New Zealand's Ambassador to Indonesia, David Taylor, today officially opened the geothermal course entitled Geothermal Energy Development, where Science and Engineering Meet in KPTU Faculty of Engineering, UGM. This geothermal course aims to improve geothermal human resource capabilities to support the government in accelerating the increase of geothermal power plants up to 6000 MWe by the year 2020.
According to Dean of UGM Faculty of Engineering, Dr Tumiran, the geothermal course was held through cooperation with two major institutions from New Zealand which are strong in geothermal education and research, i.e., GNS Science and the University of Auckland. This course is also conducted to continue the long tradition of mutually beneficial cooperation between Indonesia and New Zealand in education, research and geothermal business," he said in his speech at the KPTU Faculty of Engineering, Monday (12/7).

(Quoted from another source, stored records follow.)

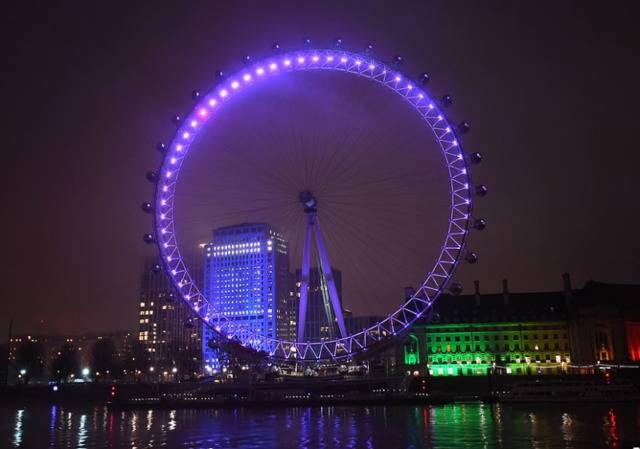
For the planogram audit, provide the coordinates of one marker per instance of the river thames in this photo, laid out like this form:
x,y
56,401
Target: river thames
x,y
449,426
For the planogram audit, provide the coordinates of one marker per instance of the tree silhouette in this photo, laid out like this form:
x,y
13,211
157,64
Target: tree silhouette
x,y
66,363
30,359
104,364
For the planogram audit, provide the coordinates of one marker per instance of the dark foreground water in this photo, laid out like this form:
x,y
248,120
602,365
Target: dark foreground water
x,y
449,426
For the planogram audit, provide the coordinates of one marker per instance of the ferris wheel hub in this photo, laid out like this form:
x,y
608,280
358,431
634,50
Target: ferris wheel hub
x,y
309,201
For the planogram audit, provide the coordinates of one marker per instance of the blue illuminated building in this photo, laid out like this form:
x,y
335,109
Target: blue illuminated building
x,y
246,278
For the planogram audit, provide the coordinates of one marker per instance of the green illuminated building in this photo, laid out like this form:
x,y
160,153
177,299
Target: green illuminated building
x,y
473,335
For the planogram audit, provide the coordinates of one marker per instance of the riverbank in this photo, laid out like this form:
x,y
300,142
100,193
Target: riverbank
x,y
279,392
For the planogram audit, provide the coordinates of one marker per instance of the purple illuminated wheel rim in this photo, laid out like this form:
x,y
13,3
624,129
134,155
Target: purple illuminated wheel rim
x,y
437,279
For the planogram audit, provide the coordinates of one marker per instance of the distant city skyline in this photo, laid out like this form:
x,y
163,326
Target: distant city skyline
x,y
550,93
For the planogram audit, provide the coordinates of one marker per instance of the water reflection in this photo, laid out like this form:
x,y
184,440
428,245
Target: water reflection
x,y
458,426
17,433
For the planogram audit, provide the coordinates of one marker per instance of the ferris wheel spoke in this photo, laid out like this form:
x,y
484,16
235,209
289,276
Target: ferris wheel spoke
x,y
381,196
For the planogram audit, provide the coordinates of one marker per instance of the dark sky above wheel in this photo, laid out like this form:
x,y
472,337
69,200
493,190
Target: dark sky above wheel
x,y
88,88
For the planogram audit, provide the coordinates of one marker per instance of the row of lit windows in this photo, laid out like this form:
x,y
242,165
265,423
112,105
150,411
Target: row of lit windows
x,y
509,359
506,347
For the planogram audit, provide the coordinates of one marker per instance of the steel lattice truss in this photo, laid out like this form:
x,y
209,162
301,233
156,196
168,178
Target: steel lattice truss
x,y
316,59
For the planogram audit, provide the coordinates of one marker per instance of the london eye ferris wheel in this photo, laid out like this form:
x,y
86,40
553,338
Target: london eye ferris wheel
x,y
326,208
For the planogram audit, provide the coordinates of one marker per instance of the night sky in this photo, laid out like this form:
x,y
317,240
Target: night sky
x,y
551,90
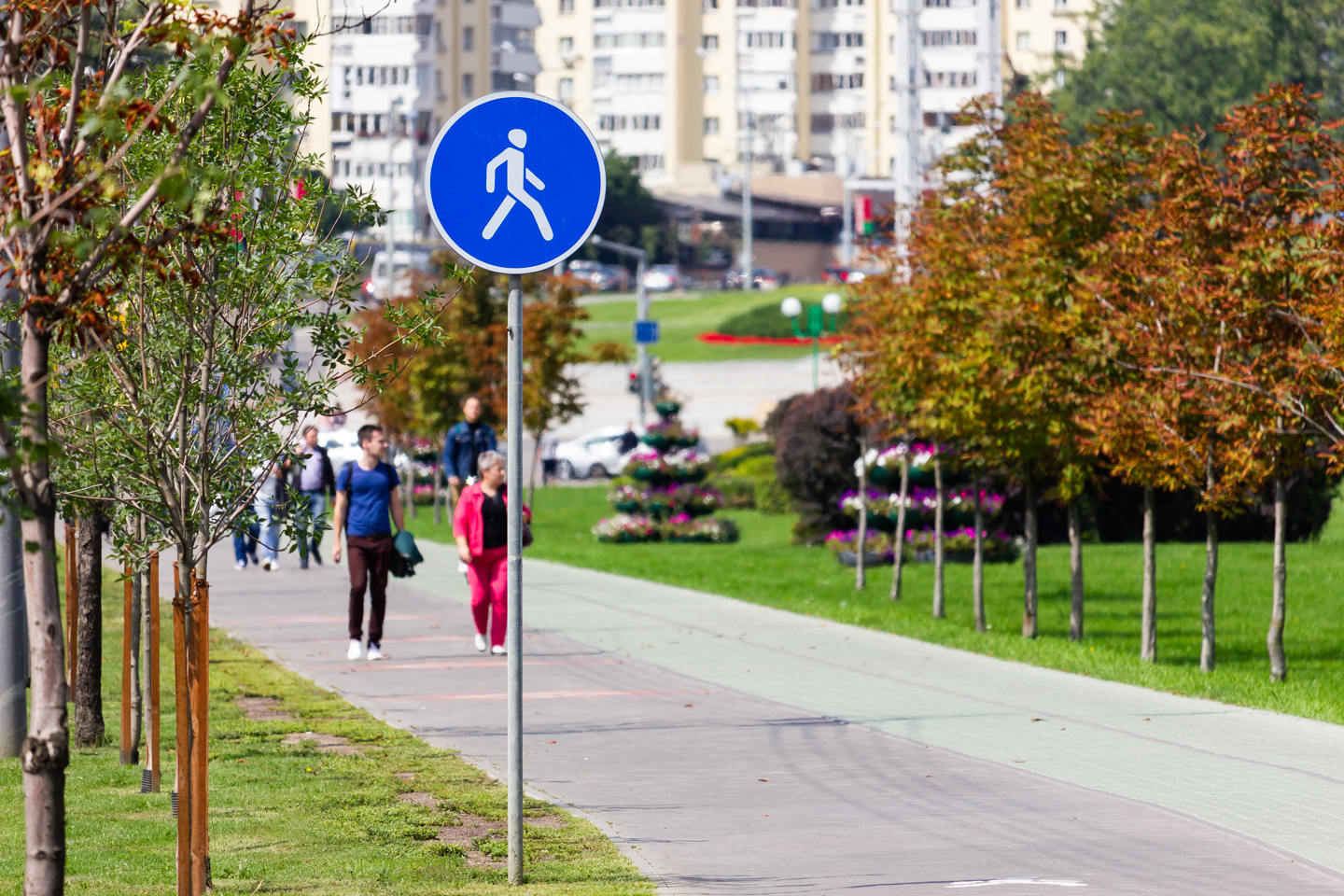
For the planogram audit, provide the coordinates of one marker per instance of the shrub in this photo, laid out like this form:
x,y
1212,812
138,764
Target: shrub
x,y
816,438
730,459
738,492
769,321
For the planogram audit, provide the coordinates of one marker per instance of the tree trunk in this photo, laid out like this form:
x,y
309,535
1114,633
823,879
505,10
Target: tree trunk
x,y
1075,569
89,723
136,693
1277,661
1148,637
901,526
861,578
1206,603
940,609
977,571
1029,565
537,461
46,751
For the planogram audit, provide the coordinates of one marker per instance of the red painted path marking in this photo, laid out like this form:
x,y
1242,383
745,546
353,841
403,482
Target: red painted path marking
x,y
553,694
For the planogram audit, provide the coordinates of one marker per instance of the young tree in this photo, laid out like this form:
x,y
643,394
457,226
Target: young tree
x,y
1224,294
198,378
72,113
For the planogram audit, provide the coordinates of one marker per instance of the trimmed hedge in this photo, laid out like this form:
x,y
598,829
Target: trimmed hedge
x,y
769,321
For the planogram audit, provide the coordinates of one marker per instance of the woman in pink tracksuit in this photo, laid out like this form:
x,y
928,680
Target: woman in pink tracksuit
x,y
480,526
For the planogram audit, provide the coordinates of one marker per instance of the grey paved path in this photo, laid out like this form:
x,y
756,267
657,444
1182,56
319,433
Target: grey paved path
x,y
738,749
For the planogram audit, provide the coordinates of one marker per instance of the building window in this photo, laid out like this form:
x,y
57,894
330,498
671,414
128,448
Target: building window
x,y
952,38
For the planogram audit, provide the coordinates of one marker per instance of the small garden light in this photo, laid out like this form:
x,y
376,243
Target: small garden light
x,y
818,323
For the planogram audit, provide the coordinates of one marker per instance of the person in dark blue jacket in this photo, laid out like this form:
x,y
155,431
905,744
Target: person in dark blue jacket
x,y
464,445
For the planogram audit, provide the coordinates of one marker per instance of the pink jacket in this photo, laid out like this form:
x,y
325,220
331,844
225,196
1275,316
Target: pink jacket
x,y
467,517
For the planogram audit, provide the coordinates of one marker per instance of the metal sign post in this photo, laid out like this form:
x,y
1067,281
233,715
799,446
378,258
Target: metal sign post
x,y
515,183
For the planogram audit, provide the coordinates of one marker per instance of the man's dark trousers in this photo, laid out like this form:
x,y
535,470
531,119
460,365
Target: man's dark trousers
x,y
370,558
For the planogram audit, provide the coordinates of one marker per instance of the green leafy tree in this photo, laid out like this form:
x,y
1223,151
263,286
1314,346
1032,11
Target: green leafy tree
x,y
1184,63
74,105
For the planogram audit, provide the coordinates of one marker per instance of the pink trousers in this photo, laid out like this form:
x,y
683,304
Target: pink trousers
x,y
488,580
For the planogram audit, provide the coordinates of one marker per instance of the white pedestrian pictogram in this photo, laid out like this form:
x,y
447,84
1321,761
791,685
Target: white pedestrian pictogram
x,y
515,172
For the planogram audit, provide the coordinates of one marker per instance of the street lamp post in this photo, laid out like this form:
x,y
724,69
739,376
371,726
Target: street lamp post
x,y
818,323
393,110
641,314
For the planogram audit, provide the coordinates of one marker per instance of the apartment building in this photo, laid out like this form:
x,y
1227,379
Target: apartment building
x,y
693,88
1038,34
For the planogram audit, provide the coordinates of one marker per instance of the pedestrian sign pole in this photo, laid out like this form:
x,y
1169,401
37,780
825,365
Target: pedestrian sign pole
x,y
515,183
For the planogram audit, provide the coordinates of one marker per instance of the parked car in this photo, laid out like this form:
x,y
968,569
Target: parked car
x,y
595,455
763,278
599,277
663,278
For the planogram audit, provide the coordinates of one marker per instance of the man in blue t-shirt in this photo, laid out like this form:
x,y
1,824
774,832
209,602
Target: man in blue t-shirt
x,y
364,495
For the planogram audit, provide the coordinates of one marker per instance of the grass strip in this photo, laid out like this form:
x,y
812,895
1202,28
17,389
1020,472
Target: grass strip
x,y
763,567
384,813
683,318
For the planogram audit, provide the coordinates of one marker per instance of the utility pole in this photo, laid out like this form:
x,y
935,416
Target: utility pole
x,y
390,293
745,127
907,160
14,615
14,629
641,314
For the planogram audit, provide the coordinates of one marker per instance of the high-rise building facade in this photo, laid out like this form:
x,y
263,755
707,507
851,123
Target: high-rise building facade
x,y
691,88
399,69
1039,34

Tumiran added that the geothermal course is quite important remembering that up to now Indonesia's largest energy comes from fossil energy while until the year 2018, primary energy, particularly for electricity generation, still depends on fossil energy. On the other hand, Indonesia is considered to have potential geothermal energy sources up to 27176 MWe. Unfortunately, this huge amount of energy is not yet used optimally."The Indonesian geothermal energy source is actually quite potential to be developed. Unfortunately, this is still not used optimally due to constraints in technology," he said.
Meanwhile, Chairman of the geothermal course Organizing Committee, Ir. Pri Utami, M.Sc., added the courses that will be held until July 17 is attended by 60 participants from UGM or outside UGM. In the course two external observers of the New Zealand Embassy and eight internal observers of the Geothermal Study Center will also be present. "The course is given by 9 geothermal experts, five of them are geoscience geothermal expert and four of them are geothermal engineering experts," added Utami.

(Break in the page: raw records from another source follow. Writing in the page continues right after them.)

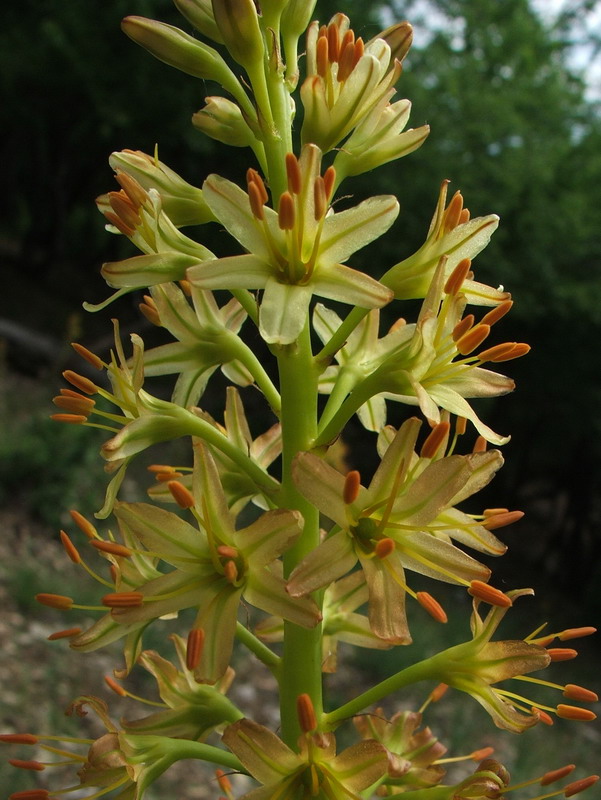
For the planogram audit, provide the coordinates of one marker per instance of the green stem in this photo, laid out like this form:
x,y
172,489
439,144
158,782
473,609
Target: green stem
x,y
256,646
302,655
422,671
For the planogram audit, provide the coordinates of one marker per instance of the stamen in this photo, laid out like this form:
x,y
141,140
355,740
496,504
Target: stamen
x,y
556,774
497,313
562,653
111,547
501,520
472,339
580,786
575,713
458,275
70,548
306,713
54,600
68,633
123,599
435,438
286,212
182,496
352,484
194,646
494,597
88,355
432,606
80,382
293,174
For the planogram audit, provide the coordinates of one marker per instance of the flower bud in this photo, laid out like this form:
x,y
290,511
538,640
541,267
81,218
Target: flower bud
x,y
221,119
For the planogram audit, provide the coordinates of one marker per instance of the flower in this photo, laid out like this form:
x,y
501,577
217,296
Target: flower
x,y
295,252
314,772
397,522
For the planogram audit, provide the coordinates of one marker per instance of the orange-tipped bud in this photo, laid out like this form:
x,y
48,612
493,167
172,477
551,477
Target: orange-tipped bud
x,y
182,496
70,548
579,693
194,646
352,484
80,382
562,653
490,595
306,713
54,600
111,547
18,738
580,786
434,439
432,606
455,280
556,774
114,686
88,355
293,174
123,599
576,633
83,524
575,713
472,339
68,633
501,520
384,547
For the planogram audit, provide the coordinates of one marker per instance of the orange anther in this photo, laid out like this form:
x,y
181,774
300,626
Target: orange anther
x,y
70,548
286,212
54,600
83,524
111,547
562,653
434,439
455,280
495,597
575,713
501,520
576,633
123,599
18,738
182,496
580,786
306,713
352,484
384,547
556,774
68,633
497,313
432,606
574,692
472,339
80,382
114,686
88,355
194,646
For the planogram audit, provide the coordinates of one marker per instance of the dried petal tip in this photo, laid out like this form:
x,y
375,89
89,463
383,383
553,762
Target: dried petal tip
x,y
352,484
194,647
490,595
575,713
580,786
54,600
556,774
574,692
306,713
432,606
182,496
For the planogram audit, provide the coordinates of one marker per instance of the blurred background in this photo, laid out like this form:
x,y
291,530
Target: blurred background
x,y
512,92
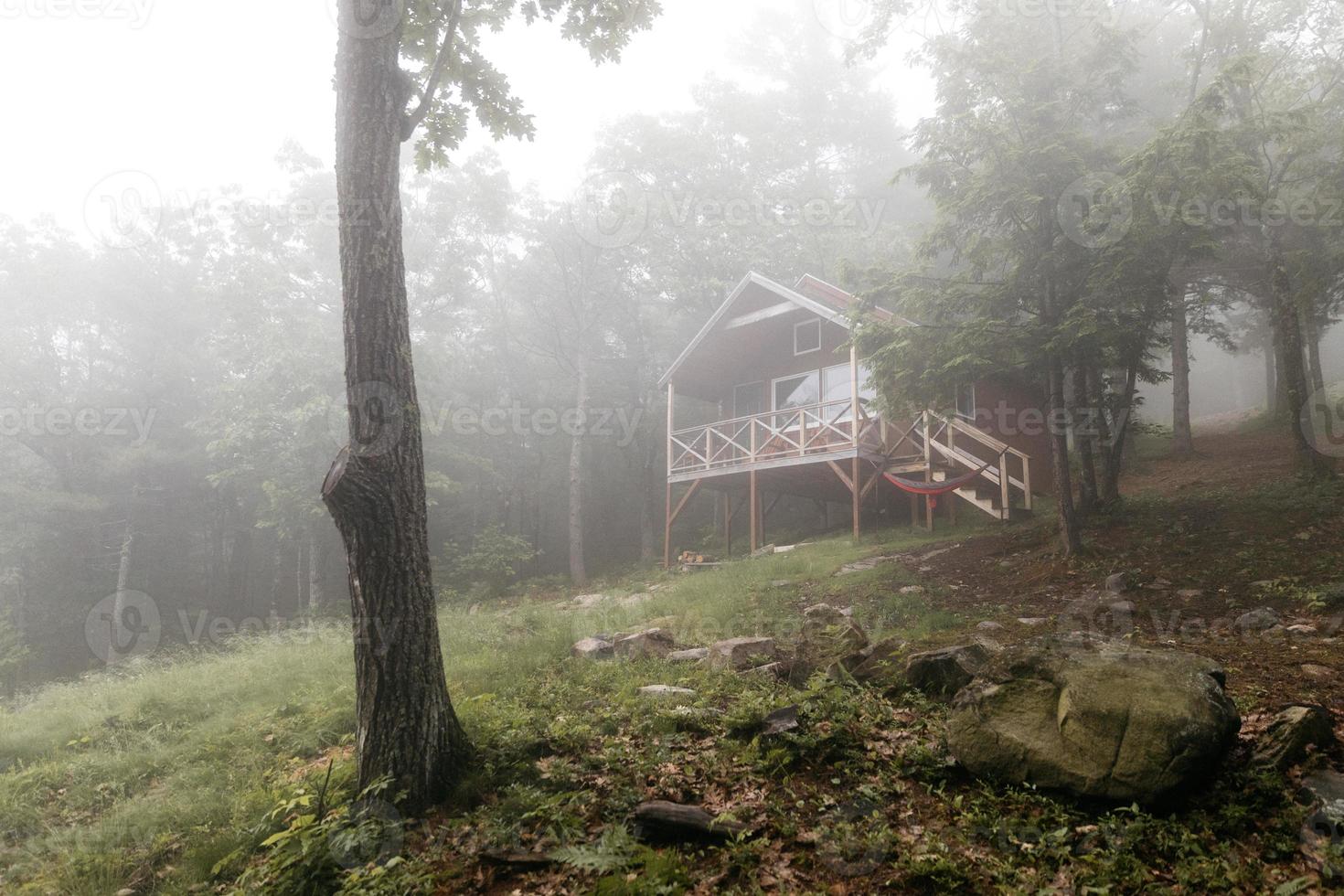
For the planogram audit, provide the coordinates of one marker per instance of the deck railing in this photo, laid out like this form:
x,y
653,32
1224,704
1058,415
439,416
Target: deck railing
x,y
814,430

Other than exercises and discussions, the course is also supplemented with a visit to the Dieng geothermal field in Central Java. In addition to providing lectures, guest lecturers from New Zealand will also visit UGM research facilities and education as well as Geophysical Studies Program in Faculty of Maths and Natural Sciences.
"This event is also to strengthen existing research cooperation and explore new possibilities of cooperation," he said. This geothermal course has been initiated since November last year, preceded by a WCRU program (Faculty Promotion) visit by UGM Geothermal Study Center delegation, led by Dr. Tumiran, to those two institutions in New Zealand. It was continued with the return visit by the GNS Science delegation to UGM in April 2010 and meetings with the dean and academic staff from the School of Engineering the University of Auckland and New Zealand Ambassador at the World Geothermal Congress in Bali from 25-30 April 2010.